Combattimenti in corso nei boschi dell’Ucraina

Combattimenti in corso nei boschi dell’Ucraina

Nessuno pensava ad una guerra cosi prolungata quando cominciò. A fine febbraio 2023, alla domanda “Generale, un anno fa chi pensava a un conflitto così lungo?” Carlo Jean, massimo esperto italiano di strategia e geostrategia[1], ha risposto “Nessuno. La resistenza ucraina e gli aiuti occidentali hanno cambiato le cose”.
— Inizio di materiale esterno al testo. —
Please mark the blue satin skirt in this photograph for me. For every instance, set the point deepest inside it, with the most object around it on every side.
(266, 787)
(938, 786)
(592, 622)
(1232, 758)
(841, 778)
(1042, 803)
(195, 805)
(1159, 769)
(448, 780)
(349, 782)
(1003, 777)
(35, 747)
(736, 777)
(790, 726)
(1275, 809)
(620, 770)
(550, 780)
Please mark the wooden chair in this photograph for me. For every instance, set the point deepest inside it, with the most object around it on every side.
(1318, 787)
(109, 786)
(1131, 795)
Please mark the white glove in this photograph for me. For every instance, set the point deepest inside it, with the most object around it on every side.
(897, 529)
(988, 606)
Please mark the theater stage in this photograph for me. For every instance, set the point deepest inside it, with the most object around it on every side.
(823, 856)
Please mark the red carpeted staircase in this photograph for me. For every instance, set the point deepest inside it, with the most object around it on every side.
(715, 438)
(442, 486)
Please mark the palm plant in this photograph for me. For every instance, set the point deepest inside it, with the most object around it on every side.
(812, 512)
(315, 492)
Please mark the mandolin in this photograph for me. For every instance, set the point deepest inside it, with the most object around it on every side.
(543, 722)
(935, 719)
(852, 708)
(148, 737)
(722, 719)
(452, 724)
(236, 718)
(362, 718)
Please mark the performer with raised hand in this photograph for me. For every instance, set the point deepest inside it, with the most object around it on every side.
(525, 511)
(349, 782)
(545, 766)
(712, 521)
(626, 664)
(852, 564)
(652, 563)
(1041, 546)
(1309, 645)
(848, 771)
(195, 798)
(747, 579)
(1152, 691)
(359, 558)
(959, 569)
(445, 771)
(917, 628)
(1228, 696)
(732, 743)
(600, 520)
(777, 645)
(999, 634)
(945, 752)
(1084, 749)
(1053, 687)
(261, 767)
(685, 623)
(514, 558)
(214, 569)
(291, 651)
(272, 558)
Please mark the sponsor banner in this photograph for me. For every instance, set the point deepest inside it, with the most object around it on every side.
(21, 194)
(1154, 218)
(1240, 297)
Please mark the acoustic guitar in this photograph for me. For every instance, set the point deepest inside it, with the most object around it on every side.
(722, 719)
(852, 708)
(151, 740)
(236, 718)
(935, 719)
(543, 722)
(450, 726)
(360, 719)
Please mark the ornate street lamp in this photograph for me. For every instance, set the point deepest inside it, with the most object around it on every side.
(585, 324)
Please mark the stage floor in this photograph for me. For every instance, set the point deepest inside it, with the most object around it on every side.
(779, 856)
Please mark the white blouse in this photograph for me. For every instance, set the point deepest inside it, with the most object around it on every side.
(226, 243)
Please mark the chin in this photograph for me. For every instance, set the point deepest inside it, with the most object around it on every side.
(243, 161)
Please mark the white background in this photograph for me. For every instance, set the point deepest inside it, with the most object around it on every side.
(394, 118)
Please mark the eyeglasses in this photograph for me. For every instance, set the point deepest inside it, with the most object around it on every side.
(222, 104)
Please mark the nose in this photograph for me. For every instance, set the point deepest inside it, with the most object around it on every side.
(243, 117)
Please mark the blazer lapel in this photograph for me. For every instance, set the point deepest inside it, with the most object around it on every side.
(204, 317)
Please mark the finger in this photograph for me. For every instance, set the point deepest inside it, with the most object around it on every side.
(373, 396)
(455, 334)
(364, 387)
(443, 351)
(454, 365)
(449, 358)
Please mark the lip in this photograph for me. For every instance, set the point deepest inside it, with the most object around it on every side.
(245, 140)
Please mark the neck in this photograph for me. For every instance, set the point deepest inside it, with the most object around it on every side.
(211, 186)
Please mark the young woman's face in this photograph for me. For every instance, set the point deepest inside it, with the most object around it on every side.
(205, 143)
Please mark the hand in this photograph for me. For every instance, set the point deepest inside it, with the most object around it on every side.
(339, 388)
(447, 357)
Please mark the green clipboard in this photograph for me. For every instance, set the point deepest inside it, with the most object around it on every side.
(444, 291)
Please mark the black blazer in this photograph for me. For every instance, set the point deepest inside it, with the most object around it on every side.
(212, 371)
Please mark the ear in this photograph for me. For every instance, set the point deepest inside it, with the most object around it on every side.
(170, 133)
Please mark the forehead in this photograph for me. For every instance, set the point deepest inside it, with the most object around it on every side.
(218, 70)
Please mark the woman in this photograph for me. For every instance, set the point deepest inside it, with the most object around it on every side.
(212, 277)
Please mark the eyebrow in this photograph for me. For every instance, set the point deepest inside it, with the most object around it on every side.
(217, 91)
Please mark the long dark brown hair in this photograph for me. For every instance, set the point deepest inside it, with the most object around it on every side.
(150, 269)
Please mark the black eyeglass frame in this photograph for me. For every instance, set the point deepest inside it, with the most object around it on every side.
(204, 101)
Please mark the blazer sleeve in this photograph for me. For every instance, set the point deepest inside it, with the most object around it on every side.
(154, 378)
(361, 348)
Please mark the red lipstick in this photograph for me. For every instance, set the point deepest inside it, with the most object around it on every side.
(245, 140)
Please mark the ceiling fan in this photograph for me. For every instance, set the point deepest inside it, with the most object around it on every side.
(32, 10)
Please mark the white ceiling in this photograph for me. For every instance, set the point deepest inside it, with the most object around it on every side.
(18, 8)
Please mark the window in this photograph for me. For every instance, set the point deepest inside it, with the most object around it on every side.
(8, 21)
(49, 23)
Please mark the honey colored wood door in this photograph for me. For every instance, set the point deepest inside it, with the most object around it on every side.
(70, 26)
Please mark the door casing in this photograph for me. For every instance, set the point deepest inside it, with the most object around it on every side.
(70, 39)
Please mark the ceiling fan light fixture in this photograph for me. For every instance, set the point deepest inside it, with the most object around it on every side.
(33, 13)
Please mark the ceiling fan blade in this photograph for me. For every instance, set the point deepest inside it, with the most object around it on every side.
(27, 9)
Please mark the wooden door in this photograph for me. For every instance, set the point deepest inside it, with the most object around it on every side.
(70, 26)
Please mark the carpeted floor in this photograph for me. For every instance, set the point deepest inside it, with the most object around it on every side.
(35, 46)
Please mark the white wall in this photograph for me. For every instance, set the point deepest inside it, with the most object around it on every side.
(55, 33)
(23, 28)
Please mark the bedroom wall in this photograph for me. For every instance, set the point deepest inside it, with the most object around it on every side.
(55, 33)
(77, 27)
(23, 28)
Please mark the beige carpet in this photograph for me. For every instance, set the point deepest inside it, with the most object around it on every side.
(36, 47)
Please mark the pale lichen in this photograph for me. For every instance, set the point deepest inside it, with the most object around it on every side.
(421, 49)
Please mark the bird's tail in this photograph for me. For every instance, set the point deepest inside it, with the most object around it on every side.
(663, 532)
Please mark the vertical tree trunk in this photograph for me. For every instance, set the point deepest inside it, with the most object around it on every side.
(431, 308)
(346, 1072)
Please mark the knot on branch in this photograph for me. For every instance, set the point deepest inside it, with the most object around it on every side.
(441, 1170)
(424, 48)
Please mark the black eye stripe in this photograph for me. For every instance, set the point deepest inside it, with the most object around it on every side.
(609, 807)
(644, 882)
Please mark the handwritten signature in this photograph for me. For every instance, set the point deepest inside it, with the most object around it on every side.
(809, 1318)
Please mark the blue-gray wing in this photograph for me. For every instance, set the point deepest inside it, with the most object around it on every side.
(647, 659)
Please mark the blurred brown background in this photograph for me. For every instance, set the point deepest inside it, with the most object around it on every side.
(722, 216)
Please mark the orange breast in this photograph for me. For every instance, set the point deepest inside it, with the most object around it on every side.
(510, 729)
Nel 2008 lo scrivente sfiorò una esperienza premonitrice, essendo impegnato sui pascoli d’alta quota della Georgia poco prima della improvvisa aggressione che fece crollare quel Paese in tre giorni. In Ucraina invece una analoga Blitzkrieg non ha funzionato per l’aggressore e neanche le altre mutazioni di strategia e di tattica sono riuscite a sottomettere i difensori: anzi, essi sono riusciti a reagire anche con sorprendenti controffensive. Ora agli atti bellici dinamici fa sfondo una guerra di attrito la cui attenuazione dipenderà forse dal consumo dei materiali ancora più che degli uomini, ma di un conflitto del genere siamo ben lungi dal vedere l’esito finale.

Concentrandoci nella nostra prospettiva di forestali, penso che pochi immaginassero che la guerra coinvolgesse anche i boschi. Questo scenario però non mi ha meravigliato, perché quando ebbi occasione di scrutare la pianura ucraina (che era stata teatro delle fulminee avanzate di panzer dell’Operazione Barbarossa) notai boschi e boschetti (più diffusi rispetto all’epoca 1941-42). Nella quiete della pace sono rifugi di biodiversità ma in un’ottica militare avrebbero potuto costituire aree diversificate favorevoli alla difensiva.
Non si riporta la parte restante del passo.